Research on Alzheimer’s has mainly focused on Caucasians. New findings, however, suggest the disease process that leads to dementia may differ in African–Americans. According to a study published Monday in JAMA Neurology, the brains of African–Americans diagnosed with Alzheimer’s have less buildup of a protein called tau—one of the two hallmark proteins that characterize the disease.
It is not clear why African–Americans would have less tau while still suffering from Alzheimer’s, says neurologist John Morris, who led the research. But the finding is significant because it means the medical community needs to exercise caution when defining Alzheimer’s by measures of tau buildup alone. The study also suggests race might affect other aspects of the disease’s pathology, says Morris, who directs the Knight Alzheimer Disease Research Center at Washington University in Saint Louis. “The study of Alzheimer’s disease, which really began formally in the United States in the mid-1980s, has largely been of white people,” he notes. “The U.S. in general and the older adult portion of the U.S. population is increasingly diverse, so we really do need to study all populations to try to understand the disease and its forms.”
For the moment, the differences detected in the disease’s pathology will not change existing treatment protocols, which do not yet look at certain aberrant proteins to make a diagnosis. Physicians today diagnose Alzheimer’s largely based on a patient’s neuropsychological characteristics. But once researchers have developed a more practical way to measure levels of key proteins involved in the disease, such differences could be crucial for accurate diagnoses, Morris says. Brain scans can detect tau as well as amyloid beta—another protein that builds up in the brains of Alzheimer’s sufferers—but the scans are expensive and not widely available.
The study found no racial difference in amyloid levels. African–American study participants, though, had a much lower concentration of tangled clumps of the tau protein, whether or not they had dementia. The research looked at 1,255 people – some with Alzheimer’s, some cognitively normal – including 173 African–Americans.
The study also found that a variant of a gene called APOE4, which confers a high risk of Alzheimer’s in whites, seemed to be less of a peril for African–Americans. The latter tended to have much lower tau levels if they had the APOE4 variant, suggesting they suffered less neurological damage because of the lesser tau exposure. “The mechanism may be different in African–Americans than it is in whites,” Morris says. Alzheimer’s occurs more often in black Americans, even if the gene itself is more benign. Morris says some blacks may be more likely to wait until advanced stages of the disease before seeking medical care.
Other research has suggested APOE4 provides some protection against infectious diseases including malaria, and that the gene is more common in people whose ancestors came to the U.S. from tropical climates where those diseases are more frequent. Among the Saint Louis study participants, African–Americans were just as likely to have the APOE4 gene as were Caucasians. But in an earlier study in Atlanta that also looked at tau and APOE4, black Americans with dementia were far more likely to carry APOE4. African–Americans had lower levels of tau in both studies.
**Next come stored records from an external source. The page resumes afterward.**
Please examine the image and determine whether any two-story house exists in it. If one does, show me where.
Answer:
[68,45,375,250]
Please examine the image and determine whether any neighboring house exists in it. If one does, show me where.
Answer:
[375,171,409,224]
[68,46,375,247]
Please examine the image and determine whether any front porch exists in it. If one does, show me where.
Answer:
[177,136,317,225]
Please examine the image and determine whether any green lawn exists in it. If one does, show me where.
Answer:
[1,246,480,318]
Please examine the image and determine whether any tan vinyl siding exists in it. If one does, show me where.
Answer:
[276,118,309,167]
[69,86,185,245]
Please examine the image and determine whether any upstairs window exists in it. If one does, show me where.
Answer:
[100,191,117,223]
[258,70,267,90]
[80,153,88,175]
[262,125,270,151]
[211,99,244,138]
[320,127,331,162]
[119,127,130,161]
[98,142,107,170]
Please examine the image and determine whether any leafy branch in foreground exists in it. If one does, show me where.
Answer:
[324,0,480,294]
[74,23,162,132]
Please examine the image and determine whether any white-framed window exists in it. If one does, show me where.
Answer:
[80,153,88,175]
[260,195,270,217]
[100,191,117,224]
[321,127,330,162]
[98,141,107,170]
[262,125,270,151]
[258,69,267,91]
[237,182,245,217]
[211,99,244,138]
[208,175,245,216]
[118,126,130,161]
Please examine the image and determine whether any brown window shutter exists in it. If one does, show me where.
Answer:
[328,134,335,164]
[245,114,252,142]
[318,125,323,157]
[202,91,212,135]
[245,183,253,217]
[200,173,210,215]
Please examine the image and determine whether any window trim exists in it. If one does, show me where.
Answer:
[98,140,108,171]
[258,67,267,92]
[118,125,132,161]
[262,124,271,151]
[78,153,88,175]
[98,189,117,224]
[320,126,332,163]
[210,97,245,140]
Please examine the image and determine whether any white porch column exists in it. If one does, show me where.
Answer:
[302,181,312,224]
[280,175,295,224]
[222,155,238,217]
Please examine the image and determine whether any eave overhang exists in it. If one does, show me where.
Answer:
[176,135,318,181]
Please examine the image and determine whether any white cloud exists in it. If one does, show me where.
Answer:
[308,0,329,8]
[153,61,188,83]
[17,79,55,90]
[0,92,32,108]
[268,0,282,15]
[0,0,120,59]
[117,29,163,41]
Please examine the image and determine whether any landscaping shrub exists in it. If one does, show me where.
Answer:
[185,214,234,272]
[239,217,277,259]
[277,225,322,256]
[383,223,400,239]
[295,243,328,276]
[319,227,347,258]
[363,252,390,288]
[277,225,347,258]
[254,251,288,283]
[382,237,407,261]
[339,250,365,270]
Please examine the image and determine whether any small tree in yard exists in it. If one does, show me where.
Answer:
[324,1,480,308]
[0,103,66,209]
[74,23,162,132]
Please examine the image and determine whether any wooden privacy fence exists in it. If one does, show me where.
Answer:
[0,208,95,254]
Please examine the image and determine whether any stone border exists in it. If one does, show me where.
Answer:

Tau may accumulate differently in the brains of African–Americans because of genetic differences between the races or because of the chronic stress of racism and other factors, notes William Hu, a neurologist and researcher at Emory University School of Medicine who led the earlier study. It is unclear what the mechanism might be, but African–Americans are known to have a different response to inflammation than whites, he says. “There may be a different inflammatory response that would lead to a different tau-based response.”
In the new research, tau was measured in cerebrospinal fluid. Patients also underwent PET brain scans to measure amyloid buildup, MRIs to gauge brain volume, genetic testing for APOE4 status and other clinical evaluations. “This is a critically important study as we move toward the goal of individualized medicine,” Hu says.
If lower levels of the tau protein mean a patient has less Alzheimer’s-related damage to the brain, as research suggests, African–Americans with these relatively low levels might be more responsive to drugs that are being developed to attack amyloid, Hu says. Amyloid tends to aggregate before tau in the disease process.
These regional research efforts, Hu says, should spur a nationwide study that examines how race affects various aspects of disease progression. Such a study, he adds, should be designed with a proportionally higher number of black participants to make the findings statistically valid. The race a person checks off on a form is a crude biological measure. Eventually, he says, this type of study will define groups by genetic makeup rather than self-described race to account for the many individuals of mixed heritage.
Morris also urges more investigation to understand how Alzheimer’s acts in diverse groups of people. “I hope this publication will stimulate the need for our research efforts to become more welcoming to people of color,” he says, “and not settle for enrolling individuals who are fairly easy to enroll: upper-class whites.”
Keith Fargo, the director of scientific programs and outreach for the Alzheimer’s Association, says the study is a reminder that measuring protein levels in the brain and other advances should not be used yet in physicians’ offices until they are better understood. “It’s a good idea to continue to measure these biomarkers in all different kinds of people—and not get too far ahead of ourselves in terms of clinical practice,” he says.